Quand on lui a demandé si elle avait été violentée par ses ravisseurs, la jeune femme a expliqué qu'elle ne pouvait répondre à ces questions: « Ce que je viens de dire, c'est tout ce que je peux dire ».

Prudence à Ottawa

Contacté par Radio-Canada.ca, le porte-parole du ministère des Affaires étrangères et du Commerce international, Daniel Barbarie, a indiqué que les représentants de son département prenaient « toutes les mesures appropriées en ce moment afin d'obtenir plus d'information concernant le bien-être de Mme Lindhout, et assister la famille pour assurer sa libération ainsi que celle de M. Brennan ».

M. Barbarie a ajouté que son ministère ne partage pas d'information « qui pourrait compromettre nos efforts ou qui pourrait mettre en danger la personne concernée. En traitant d'une situation où des vies pourraient être en danger, la prudence et le bon jugement sont de mise ».

Nigel Brennan se dit menotté depuis quatre mois

Son collègue Nigel Brennan a dit être menotté depuis quatre mois. « Ma santé est très précaire et se détériore rapidement en raison d'une forte fièvre.

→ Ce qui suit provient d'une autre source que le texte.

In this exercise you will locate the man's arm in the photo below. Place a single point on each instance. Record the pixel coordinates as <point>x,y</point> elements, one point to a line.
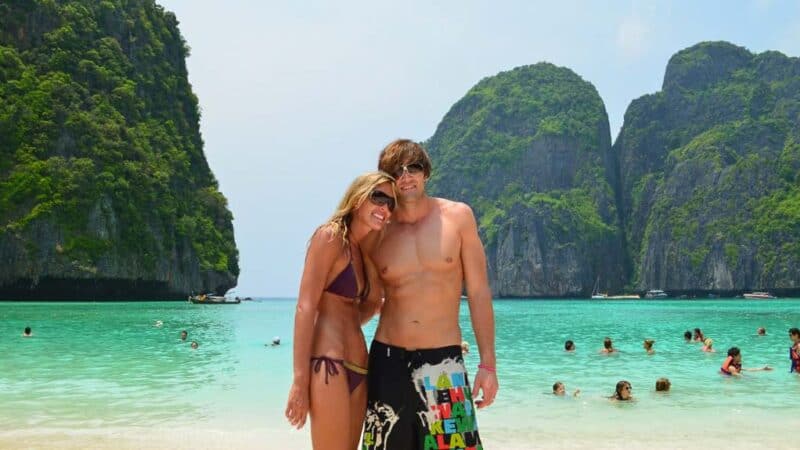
<point>473,260</point>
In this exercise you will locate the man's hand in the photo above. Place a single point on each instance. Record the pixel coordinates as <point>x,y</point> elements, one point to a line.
<point>297,406</point>
<point>485,382</point>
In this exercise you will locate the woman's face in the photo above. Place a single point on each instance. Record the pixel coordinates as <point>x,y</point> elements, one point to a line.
<point>378,207</point>
<point>625,392</point>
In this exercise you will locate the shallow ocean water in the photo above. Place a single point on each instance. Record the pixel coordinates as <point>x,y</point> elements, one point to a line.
<point>100,373</point>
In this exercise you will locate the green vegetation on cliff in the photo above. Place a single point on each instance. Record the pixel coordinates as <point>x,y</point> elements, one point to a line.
<point>710,172</point>
<point>100,145</point>
<point>529,150</point>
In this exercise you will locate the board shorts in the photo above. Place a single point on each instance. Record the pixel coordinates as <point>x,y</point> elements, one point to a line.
<point>419,400</point>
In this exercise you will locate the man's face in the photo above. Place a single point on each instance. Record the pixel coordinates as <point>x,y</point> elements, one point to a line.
<point>410,180</point>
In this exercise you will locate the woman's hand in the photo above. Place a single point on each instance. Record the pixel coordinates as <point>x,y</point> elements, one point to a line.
<point>297,405</point>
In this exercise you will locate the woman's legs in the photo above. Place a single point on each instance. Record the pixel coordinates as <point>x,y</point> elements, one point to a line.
<point>330,410</point>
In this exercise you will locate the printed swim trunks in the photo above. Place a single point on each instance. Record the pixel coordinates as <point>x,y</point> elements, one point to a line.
<point>419,400</point>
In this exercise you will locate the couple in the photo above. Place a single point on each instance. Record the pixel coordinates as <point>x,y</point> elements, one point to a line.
<point>411,391</point>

J'implore mon gouvernement de m'aider en tant que citoyen australien », a-t-il expliqué, tout en semblant épuisé nerveusement.

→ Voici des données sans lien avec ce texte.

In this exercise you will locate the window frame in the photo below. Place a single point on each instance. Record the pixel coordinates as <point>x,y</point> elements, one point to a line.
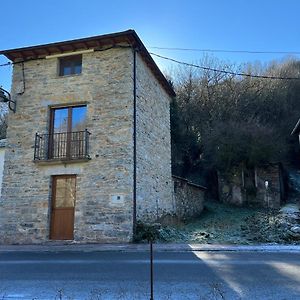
<point>69,127</point>
<point>72,60</point>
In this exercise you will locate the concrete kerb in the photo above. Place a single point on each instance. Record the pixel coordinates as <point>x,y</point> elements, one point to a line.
<point>145,247</point>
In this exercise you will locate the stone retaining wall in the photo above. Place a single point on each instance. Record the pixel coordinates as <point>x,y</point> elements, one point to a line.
<point>188,197</point>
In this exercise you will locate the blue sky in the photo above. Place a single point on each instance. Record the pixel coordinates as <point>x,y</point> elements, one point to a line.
<point>263,25</point>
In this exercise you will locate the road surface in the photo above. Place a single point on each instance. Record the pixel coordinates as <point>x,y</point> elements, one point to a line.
<point>125,275</point>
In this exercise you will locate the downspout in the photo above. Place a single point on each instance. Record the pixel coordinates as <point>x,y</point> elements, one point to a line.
<point>134,141</point>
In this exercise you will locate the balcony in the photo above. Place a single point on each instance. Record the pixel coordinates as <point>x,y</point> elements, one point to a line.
<point>62,146</point>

« Je demande l'aide de ma famille par tous les moyens possibles pour que la rançon pour ma libération puisse être payée. J'aime beaucoup mon pays, j'aime ma famille, ma petite amie », a-t-il ajouté.

Les ravisseurs menaçants

Un homme se présentant comme l'intermédiaire des ravisseurs, un certain « Adan Nur » a prévenu: « Ils ont assez souffert comme ça et nous maintenons nos exigences. Quiconque se préoccupe de leur situation devrait aider à leur libération, sinon ils souffriront davantage ».

Amanda Lindhout et Nigel Brennan ont été enlevés le 23 août dernier par des inconnus armés, sur la route reliant Mogadiscio à Afgoye, où ils voulaient visiter des camps de déplacés.

Notons que dans cette dernière communication, Mme Lindhout évoque une rançon de 1 million de dollars. Le montant initialement réclamé par les ravisseurs s'élevait à 2,5 millions.

Amanda Lindhout est originaire de Red Deer en Alberta. Elle collabore habituellement avec le magazine Red Deer Advocate, ainsi qu'avec les chaînes de télévision France 24 et Global National News.

Des enlèvements fréquents, une durée qui l'est moins

Également pris en otages avec eux, un journaliste somalien et deux chauffeurs ont été libérés en janvier.

Des étrangers sont régulièrement enlevés en Somalie, pays en guerre civile depuis 1991, et libérés contre rançon. Journalistes et humanitaires s'avèrent particulièrement visés. La durée de captivité des deux journalistes pigistes se fait toutefois particulièrement longue au regard de prises d'otages similaires qui n'excèdent souvent pas plusieurs semaines.

Quatre employés européens de l'organisation non gouvernementale française Action contre la faim et leurs deux pilotes kenyans, enlevés début novembre, restent également otages.